St Mary’s Church, East Leake

In June 2022, Triskele Heritage were invited to make a historic building assessment of St Mary’s parish church in East Leake, Nottinghamshire. Initially, the purpose of the project was to assist with the production of a book chapter on the church in the fourteenth century, written by a member of the local history society. A commission then followed to write up a survey of the building as a piece of pure research. Triskele Heritage would like to thank Keith Hodgkinson and Pam Webb-Ingall.

A summary of the project findings is included here and below is an upload of the final report…


St Mary’s parish church is located on the west side of Main Street, East Leake, Nottinghamshire. The National Grid Reference for the site is SK 55176 26211. Triskele Heritage were commissioned to make a historic building assessment of the property for research purposes only. The fieldwork took place in June 2022.

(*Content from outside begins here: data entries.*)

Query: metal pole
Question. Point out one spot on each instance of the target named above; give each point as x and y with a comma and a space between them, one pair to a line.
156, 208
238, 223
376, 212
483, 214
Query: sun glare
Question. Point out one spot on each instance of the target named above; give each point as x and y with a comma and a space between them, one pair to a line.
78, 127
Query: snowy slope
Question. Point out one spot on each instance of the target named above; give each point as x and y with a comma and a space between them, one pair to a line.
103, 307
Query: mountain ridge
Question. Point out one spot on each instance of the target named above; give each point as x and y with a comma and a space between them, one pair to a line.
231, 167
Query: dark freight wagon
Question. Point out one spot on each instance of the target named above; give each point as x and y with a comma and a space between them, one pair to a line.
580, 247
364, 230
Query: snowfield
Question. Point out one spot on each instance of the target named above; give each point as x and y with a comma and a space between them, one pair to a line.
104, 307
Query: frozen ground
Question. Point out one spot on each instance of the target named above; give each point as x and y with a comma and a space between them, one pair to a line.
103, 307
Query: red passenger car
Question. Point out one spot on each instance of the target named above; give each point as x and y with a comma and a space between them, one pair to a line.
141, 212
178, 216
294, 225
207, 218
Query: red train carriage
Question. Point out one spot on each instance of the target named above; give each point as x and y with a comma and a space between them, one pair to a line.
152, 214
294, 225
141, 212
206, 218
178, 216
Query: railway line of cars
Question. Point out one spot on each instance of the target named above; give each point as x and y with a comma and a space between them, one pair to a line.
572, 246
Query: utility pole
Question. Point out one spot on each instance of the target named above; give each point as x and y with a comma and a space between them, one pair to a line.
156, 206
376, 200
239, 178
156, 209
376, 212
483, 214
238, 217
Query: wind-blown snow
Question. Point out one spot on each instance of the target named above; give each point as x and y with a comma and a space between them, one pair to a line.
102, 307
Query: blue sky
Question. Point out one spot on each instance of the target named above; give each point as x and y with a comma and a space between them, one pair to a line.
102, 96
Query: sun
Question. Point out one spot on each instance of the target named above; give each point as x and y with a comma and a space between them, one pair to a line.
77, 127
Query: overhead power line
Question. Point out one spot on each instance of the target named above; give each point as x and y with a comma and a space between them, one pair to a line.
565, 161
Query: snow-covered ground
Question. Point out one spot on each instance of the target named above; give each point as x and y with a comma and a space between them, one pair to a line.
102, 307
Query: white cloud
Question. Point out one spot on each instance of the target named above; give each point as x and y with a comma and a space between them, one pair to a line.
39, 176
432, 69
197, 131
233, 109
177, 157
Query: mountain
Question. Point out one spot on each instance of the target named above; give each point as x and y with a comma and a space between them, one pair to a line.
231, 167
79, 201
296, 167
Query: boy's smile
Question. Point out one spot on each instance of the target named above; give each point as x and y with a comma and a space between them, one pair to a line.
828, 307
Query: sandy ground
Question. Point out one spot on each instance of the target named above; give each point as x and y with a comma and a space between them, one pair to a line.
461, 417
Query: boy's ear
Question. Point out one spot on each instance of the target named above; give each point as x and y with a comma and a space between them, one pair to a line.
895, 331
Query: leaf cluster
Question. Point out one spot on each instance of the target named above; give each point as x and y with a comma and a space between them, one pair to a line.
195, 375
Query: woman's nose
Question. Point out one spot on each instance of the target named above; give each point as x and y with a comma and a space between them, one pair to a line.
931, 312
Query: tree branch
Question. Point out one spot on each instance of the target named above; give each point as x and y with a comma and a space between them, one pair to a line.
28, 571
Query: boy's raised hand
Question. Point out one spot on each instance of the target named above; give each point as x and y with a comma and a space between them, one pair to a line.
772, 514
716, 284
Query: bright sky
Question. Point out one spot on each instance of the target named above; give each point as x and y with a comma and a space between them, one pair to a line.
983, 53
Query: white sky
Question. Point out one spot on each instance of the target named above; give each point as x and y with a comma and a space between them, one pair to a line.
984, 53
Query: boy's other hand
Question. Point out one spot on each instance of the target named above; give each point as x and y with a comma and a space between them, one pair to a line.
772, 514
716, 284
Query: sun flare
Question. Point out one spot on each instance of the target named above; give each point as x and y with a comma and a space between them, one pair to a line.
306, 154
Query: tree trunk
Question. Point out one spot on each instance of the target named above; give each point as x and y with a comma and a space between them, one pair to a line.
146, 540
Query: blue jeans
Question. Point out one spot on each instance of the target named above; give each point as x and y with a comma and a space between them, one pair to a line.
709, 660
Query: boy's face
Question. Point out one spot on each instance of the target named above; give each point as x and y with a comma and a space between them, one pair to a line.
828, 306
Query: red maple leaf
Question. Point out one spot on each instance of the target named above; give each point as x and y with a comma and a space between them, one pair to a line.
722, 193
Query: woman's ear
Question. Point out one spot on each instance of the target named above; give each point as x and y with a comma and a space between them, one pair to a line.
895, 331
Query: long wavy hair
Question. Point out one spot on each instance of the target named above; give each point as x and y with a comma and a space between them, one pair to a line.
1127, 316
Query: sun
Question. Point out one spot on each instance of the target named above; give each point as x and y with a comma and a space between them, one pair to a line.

The earliest part of the church is a stretch of Anglo-Norman herringbone masonry in the eastern part of the north nave wall. This was extended to the west and south during the early twelfth century – a blocked doorway, two windows and a blocked round-headed opening in the west elevation of the nave probably date from this period. The church was remodelled during the early thirteenth century in the Early English style to incorporate the nave arcade, with nailhead decoration, chancel, and tower. An Early English south aisle is inferred by the presence of the arcade, but only the re-sited south door remains from this phase. In the fourteenth century the chancel was extended, and a reticulated east window was inserted, with the Early English lancets of the south elevation being blocked. The east end of the aisle was extended to the south to incorporate what may have been a chapel dedicated to St Mary, which features figure sculpture and rosette motifs in the Curvilinear Decorated style east window. The west end of the south aisle was rebuilt inline with the chapel subsequently and a new roof was constructed. In the late fifteenth or early sixteenth century the nave was heightened to include a clerestory and low-pitched timber-framed roof. At the same time battlements were inserted above the nave and tower, and a stone spire was added to the latter.

During the post-mediaeval period the north doorway was blocked, a new window was added to the south aisle, and the roofs of the nave and aisle were repaired. In 1886 the chancel was dismantled and sensitively rebuilt under the architect William Stanley Weatherley. The twentieth century has witnessed the extension, to the east, of an earlier nineteenth century vestry to the north of the chancel.